Cryptocurrencies are currently in a tough spot as the Reserve Bank of India has made it illegal to trade cryptocurrencies in India. The crypto community has challenged this decision in the country’s apex court, the Supreme Court of India, and the next hearing is approaching fast. The RBI’s order is being challenged by pointing out the fact that since Bitcoin is not a currency or legal money, technically, the central bank does not have jurisdiction over the matter.
A look back
Usually, when there is a devaluation of a currency against the dollar, or when there is a situation of economic instability, people convert their local holdings to bitcoin or other crypto assets which are out of the reach of regulation by the local government. This is exactly what happened during the Cyprus economic crisis, hence making the price of bitcoin soar. Similar incidents have happened in Venezuela and Argentina. Usually, people put their money into cryptocurrencies as a safe place to protect their assets from local volatility in currencies. This has not yet happened in India. Given the crash in the value of the Indian rupee, one would expect a great deal of enthusiasm towards cryptocurrencies from Indians. Yet, this has not happened due to the long battle that the Indian government is fighting with crypto as well as due to the inherent volatility the cryptocurrency market is facing currently.
Government vs Crypto
Until April 2017, the government was mute about cryptocurrencies. In April 2017, they formed an Inter-Disciplinary Committee comprising of nine members including representatives of RBI, SBI, NITI Aayog and Department of Financial Services. The panel examined the existing framework on digital/cryptocurrencies both in India and globally and came up with regulations and measures on issues relating to consumer protection, money laundering etc. The main concern of the government is money laundering, terror financing, consumer protection and in general, the lack of government control over this tender. Another issue is that, even if new regulations are made, enforcing them is a challenge. The interdisciplinary committee in its report stated that cryptocurrencies are neither coins nor currencies and that it is better for consumers to stop dealing with them, thereby they asked respective governmental agencies to protect customers and take necessary action.

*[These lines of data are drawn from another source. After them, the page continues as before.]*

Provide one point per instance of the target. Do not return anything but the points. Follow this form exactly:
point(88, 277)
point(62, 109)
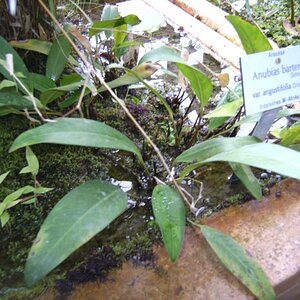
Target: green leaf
point(58, 57)
point(70, 100)
point(4, 218)
point(30, 201)
point(226, 110)
point(251, 36)
point(15, 196)
point(40, 47)
point(32, 161)
point(77, 217)
point(6, 84)
point(3, 176)
point(245, 174)
point(169, 212)
point(291, 136)
point(265, 156)
point(99, 26)
point(109, 12)
point(42, 190)
point(70, 78)
point(75, 131)
point(235, 93)
point(288, 112)
point(19, 66)
point(33, 45)
point(50, 95)
point(239, 263)
point(201, 84)
point(209, 148)
point(41, 82)
point(14, 100)
point(164, 53)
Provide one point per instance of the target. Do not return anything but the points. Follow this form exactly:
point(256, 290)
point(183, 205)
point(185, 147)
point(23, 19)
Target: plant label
point(271, 79)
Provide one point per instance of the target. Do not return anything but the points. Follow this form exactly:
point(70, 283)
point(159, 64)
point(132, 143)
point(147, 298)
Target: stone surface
point(269, 230)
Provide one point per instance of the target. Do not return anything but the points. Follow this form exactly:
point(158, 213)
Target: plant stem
point(293, 21)
point(120, 102)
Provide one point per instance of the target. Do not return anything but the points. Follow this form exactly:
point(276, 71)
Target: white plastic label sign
point(271, 79)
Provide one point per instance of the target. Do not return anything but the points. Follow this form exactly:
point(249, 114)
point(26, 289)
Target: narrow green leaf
point(164, 53)
point(14, 100)
point(99, 26)
point(4, 218)
point(169, 212)
point(19, 66)
point(239, 263)
point(8, 110)
point(189, 169)
point(251, 36)
point(226, 110)
point(209, 148)
point(42, 190)
point(245, 174)
point(32, 161)
point(58, 57)
point(33, 45)
point(41, 82)
point(291, 136)
point(40, 47)
point(6, 84)
point(70, 100)
point(288, 112)
point(110, 12)
point(77, 217)
point(48, 96)
point(272, 157)
point(75, 131)
point(233, 94)
point(15, 196)
point(30, 201)
point(201, 84)
point(70, 78)
point(3, 176)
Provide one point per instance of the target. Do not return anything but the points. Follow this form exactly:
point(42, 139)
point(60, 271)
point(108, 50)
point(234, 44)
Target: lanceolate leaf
point(14, 101)
point(272, 157)
point(291, 136)
point(169, 213)
point(207, 149)
point(226, 110)
point(107, 24)
point(77, 217)
point(164, 53)
point(58, 57)
point(32, 161)
point(41, 82)
point(19, 66)
point(75, 131)
point(239, 263)
point(251, 36)
point(109, 12)
point(201, 84)
point(3, 176)
point(33, 45)
point(245, 174)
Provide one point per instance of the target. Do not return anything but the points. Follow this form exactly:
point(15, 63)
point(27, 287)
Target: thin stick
point(121, 103)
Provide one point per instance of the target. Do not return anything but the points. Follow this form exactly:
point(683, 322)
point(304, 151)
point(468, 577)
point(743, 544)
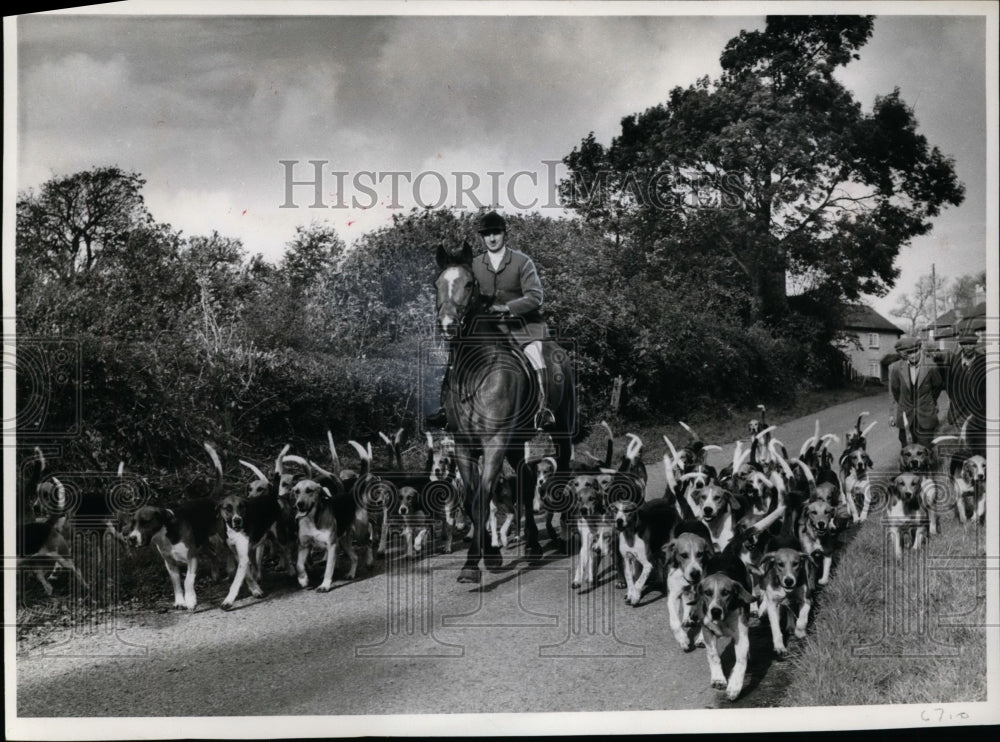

Not long after that, in December 2017, the finance department said, “Consumers need to be alert and extremely cautious as to avoid getting trapped in such Ponzi schemes. VCs are stored in digital/electronic format, making them vulnerable to hacking, loss of password, malware attack etc. which may also result in permanent loss of money. As transactions of VCs are encrypted they are also likely being used to carry out illegal/subversive activities, such as terror-funding, smuggling, drug trafficking, and other money-laundering Acts”.
Bitcoin and other cryptocurrencies belong to an uncharted territory, neither legal nor illegal. The statement further elaborated that cryptocurrencies do not have any intrinsic value and is not backed by any government, hence the price of such currencies are purely speculative and vulnerable to high volatility exposing investors, especially retail consumers to losing their hard-earned money. The government has always been suspicious about cryptocurrencies. The Income Tax department had issued notices to around 500K HNIs (high net-worth individuals) trading in Bitcoin, but this is the first time that cryptocurrencies have been compared to a Ponzi scheme within India. Finance minister Arun Jaitley in his budget speech on February 1, 2018, also warned about the risks involved, that the government is aware of it, and that it is in the process of making regulations.
This year, the government did something that can be described as an all-out war against the industry. The central bank issued an order banning anyone, especially banks and companies, from dealing with cryptocurrencies. This order was issued in March and came into effect in July, effectively curbing all activities. But, exchanges were quick to adapt and most of them have adopted a P2P (peer to peer) system which effectively bypasses the banks. The crypto community has organized and challenged the order in the Supreme Court of India. The next hearing of the case is scheduled soon.
There has been an active movement in social media to put pressure on the government with a campaign in twitter and a petition in change.org being some of them. We can’t expect much from the Supreme Court as it will probably let the government decide on creating regulations and not intervene in the process. The whole approach of the Indian government towards cryptocurrencies is based on the idea that it is something that is used for all the bad reasons, rather than a futuristic technology that can change the world. The government is also worried about missing out on the crypto revolution and probably won’t roll out a complete ban.